Câmara debate benfeitorias para o Vale do Aracatu

A Comissão de Saúde, Educação, Cultura, Lazer, Turismo, Meio Ambiente e Assistência Social da Câmara Municipal de Botucatu se reuniu para discutir a viabilidade de um oficio encaminhado ao Legislativo pela Associação Amigos do Vale do Aracatu – AAVA, que propõe uma discussão sobre o Córrego do Aracatu e sua classificação no mapa do Plano Diretor do Município.

A Comissão de Meio Ambiente da Casa é formada por três vereadores, sendo um deles o presidente, Izaias Colino (PSDB), um relator, papel da vereadora Rose Ielo (PT) e um membro, que hoje é o vereador Valmir Reis (PPS). Na pauta da conversa estava a solicitação da AAVA para que a “Micro Bacia Hidrográfica do córrego Aracatu – Zona de Amortecimento da Unidade de Conservação Parque Natural da Cachoeira da Marta” seja incluída em sua totalidade nos novos desenhos e estudos da regulamentação do Plano Diretor do município.  

O objetivo da Associação em encaminhar o citado ofício para a Câmara Municipal, é garantir tal inclusão e consequentemente assegurar a preservação da Micro Bacia do Hidrográfica do Aracatu, que é recarga do Aquífero Guarani, está em uma área de cerrado com transição para Mata Atlântica protegida por Lei, além de necessitar de uma recuperação de suas nascentes nas áreas de preservação permanente, remoção de riscos ambientais e a implantação de uma reserva legal nas propriedades.

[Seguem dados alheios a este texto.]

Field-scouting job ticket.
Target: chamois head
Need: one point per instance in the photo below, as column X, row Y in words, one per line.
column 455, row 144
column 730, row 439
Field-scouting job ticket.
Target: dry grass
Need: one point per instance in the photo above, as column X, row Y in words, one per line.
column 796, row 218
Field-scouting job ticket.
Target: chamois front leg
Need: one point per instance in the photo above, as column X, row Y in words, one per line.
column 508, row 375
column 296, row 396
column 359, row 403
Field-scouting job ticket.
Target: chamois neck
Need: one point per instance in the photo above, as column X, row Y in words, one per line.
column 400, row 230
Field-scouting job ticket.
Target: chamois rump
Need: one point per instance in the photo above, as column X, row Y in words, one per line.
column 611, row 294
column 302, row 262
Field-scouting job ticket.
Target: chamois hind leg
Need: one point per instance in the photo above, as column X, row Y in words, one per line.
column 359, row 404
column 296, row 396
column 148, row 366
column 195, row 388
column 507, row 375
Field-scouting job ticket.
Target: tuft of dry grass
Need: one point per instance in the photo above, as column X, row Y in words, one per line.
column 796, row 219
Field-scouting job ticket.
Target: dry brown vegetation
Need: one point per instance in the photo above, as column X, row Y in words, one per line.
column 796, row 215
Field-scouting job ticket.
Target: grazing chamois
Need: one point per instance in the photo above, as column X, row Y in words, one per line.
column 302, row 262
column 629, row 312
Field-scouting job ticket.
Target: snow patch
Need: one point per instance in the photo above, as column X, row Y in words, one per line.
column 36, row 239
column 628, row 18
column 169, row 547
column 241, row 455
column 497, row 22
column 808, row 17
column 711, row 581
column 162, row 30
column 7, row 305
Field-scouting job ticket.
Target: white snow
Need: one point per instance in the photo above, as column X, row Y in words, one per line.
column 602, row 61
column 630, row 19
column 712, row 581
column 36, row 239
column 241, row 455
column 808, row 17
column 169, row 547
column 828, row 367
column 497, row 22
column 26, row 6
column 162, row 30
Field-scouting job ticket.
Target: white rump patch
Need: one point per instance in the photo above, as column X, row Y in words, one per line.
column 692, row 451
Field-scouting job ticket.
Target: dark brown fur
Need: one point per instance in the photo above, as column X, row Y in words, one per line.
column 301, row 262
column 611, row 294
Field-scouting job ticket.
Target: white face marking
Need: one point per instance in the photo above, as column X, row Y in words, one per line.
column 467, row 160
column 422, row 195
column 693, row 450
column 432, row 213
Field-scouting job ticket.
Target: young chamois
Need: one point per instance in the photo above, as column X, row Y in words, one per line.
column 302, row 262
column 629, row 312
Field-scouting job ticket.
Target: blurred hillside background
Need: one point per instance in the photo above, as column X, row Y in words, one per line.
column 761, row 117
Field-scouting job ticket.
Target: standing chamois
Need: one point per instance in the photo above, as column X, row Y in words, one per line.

A documentação foi analisada pela Comissão, que decidiu pelo encaminhamento da mesma para o Executivo. “Analisamos com muito cuidado todo o pedido, mas na nossa avaliação, a Câmara ainda não tem participação decisiva no caso. Encaminhamos o ofício para o prefeito João Cury para que o Executivo realize os estudos necessários e comprove a viabilidade ou não da mudança. Caso seja viável, lutaremos para que o pedido seja executado”, explicou Izaias Colino.